= Swithun Lowe =

Singaporean educator (died 2007)

Lowe in 2007.

Swithun Lowe (1945 or 1946 – 22 October 2007) was a Singaporean educator and union leader who served on the Central Committee of the National Trades Union Congress and as the secretary-general of the Singapore Teachers' Union.

==Early life and education==
Lowe was born in the mid-1940s. He received his secondary education at the St. Gabriel's Secondary School in the 1960s. He then studied at the Teachers' Training College. He also studied law. He took the Cambridge Higher School Certificate examinations as a private candidate in 1972.

==Career==
Lowe began his career as a primary school teacher after graduating from the Teachers' Training College in the mid-1960s. He taught English. He began volunteering part-time for the Singapore Teachers' Union (STU). He was elected to the committee of the Catholic Teachers' Movement in 1972. After nine years as a teacher, he resigned in 1973 to work for the STU full-time, being elected the assistant treasurer in June 1973. The year after, he was elected the union's deputy general-secretary and was acting as the general-secretary in November. In April 1975, Lowe was elected to the committee of the National Book Development Council of Singapore. From 1982 to 1984, he served on the National Trades Union Congress (NTUC) Youth Committee. By November 1988, he was the STU's assistant secretary. He was again the deputy general-secretary by June 1992.

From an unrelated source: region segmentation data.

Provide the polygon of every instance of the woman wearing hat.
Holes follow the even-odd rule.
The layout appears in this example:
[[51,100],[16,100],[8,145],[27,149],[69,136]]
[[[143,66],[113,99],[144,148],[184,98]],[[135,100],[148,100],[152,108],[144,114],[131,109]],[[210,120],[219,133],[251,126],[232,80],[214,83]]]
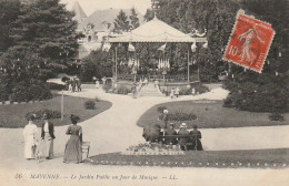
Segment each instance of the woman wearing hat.
[[79,116],[71,114],[70,116],[72,125],[67,130],[67,135],[70,135],[64,149],[63,163],[80,163],[82,161],[82,128],[77,125]]
[[180,125],[180,131],[179,131],[179,145],[180,145],[180,148],[182,151],[187,151],[187,143],[188,143],[188,135],[189,135],[189,131],[187,130],[187,124],[186,123],[182,123]]
[[24,158],[31,159],[36,157],[36,135],[37,135],[37,125],[33,124],[34,116],[27,116],[28,124],[24,127]]
[[192,151],[202,151],[202,144],[201,144],[201,132],[197,130],[197,125],[192,126],[193,131],[190,132],[191,135],[191,146],[190,149]]
[[42,116],[42,120],[44,121],[44,123],[42,124],[42,127],[41,127],[41,138],[43,141],[42,155],[47,159],[50,159],[53,157],[53,140],[56,138],[54,125],[53,125],[53,123],[48,121],[49,120],[48,114],[44,114]]

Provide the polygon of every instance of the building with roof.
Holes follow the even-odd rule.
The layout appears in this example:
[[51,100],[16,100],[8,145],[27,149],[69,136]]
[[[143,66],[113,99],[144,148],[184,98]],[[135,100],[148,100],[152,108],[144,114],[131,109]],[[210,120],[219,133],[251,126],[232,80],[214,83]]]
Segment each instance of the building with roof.
[[[74,11],[74,20],[78,22],[78,32],[81,32],[84,38],[79,40],[79,59],[87,56],[92,50],[100,50],[104,37],[110,34],[114,28],[114,19],[119,14],[121,9],[106,9],[96,10],[90,16],[80,7],[79,2],[76,1],[72,11]],[[129,17],[131,14],[130,9],[122,9],[122,11]],[[136,10],[138,13],[139,22],[144,22],[143,16]]]

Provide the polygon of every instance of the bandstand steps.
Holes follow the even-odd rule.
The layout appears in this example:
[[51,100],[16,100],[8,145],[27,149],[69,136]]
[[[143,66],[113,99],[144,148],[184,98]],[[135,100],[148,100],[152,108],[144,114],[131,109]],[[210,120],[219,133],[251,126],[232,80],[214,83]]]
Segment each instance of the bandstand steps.
[[148,85],[143,85],[141,87],[140,95],[141,96],[165,96],[151,83],[149,83]]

In April 2000, Lowe was elected to the Central Committee of NTUC. The STU was then one of the larger labour unions in the country, with over 13,000 members. In that same year, he became a member of the NTUC Membership Council, the NTUC Industrial Relations Committee (Public Sector) and the PSC Workers' Advocate Panel for Disciplinary Inquiries. He was additionally appointed the chair of the NTUC Membership Committee (Public Sector). Lowe was elected the STU's general-secretary in 2001. In 2002, he was appointed the chair of the NTUC Club Paradigm Advisory Committee. In 2003, while catching up with an old friend of his, educational media publisher and former Member of Parliament R Sinnakaruppan, the latter agreed to partner with the STU to publish the monthly Quest magazine, which was aimed at children and young teenagers. The idea to publish such a magazine had first been proposed three decades ago, but, until Sinnakaruppan had agreed to the proposition, STU "didn't have the means or network to do it."

Lowe became an Alternate Member of the NTUC Industrial Relations Committee (Public Sector) instead of a regular member in 2003. In 2004, he was appointed the head of the NTUC Education Cluster. He was conferred the Public Service Medal at the 2006 National Day Awards. Lowe resigned as STU general-secretary and from several of his posts in the NTUC in July 2007. He was succeeded as secretary-general by Edwin Lye. He was one of four prominent unionists with the NTUC who stepped down in that period to "make way for new and young blood." He continued with the STU as a senior consultant. He spent 34 years with the union in total.

Zul Othman of today reported in Lowe's obituary that the unionist had served as the "voice of the teachers" for Singapore and the surrounding region. According to the NTUC, he was a "firm believer in leadership renewal and the need for STU to rejuvenate itself with new and younger leaders, in order to grow." As the STU general-secretary, Lowe expressed his fears at the 1992 National Education Association meeting in the United States that teachers would be "left behind in the new global economy." He noted that there was a concern that a potential recession in the US or Europe could "[put] the squeeze" on Singapore's education budget. He pushed for the formation of the STU's Educare Co-operative, launched in 2004 as its first business wing, which was to expand on the support the STU offered its members. It was proposed that the scheme could offer childcare services, training, certification and potentially scholarship opportunities and study grants to the union's members. Leaders of the ASEAN Council of Teachers often sought his advice.

==Personal life and death==
Lowe was married with three children. Singing was a hobby of his, and close friends considered him a "musical encyclopaedia". He left for Guangzhou on 8 September to attend a three-day seminar organised by NTUC. However, he was hospitalised at the First Affiliated Hospital of Guangzhou Medical University due to heart complications and underwent surgery soon after. Though his condition initially appeared stable and arrangements had been made for him to return to Singapore, his health suddenly deteriorated once more and he died on 22 October.

He was posthumously conferred the Comrade of Labour (Star) award at the 2008 May Day Awards.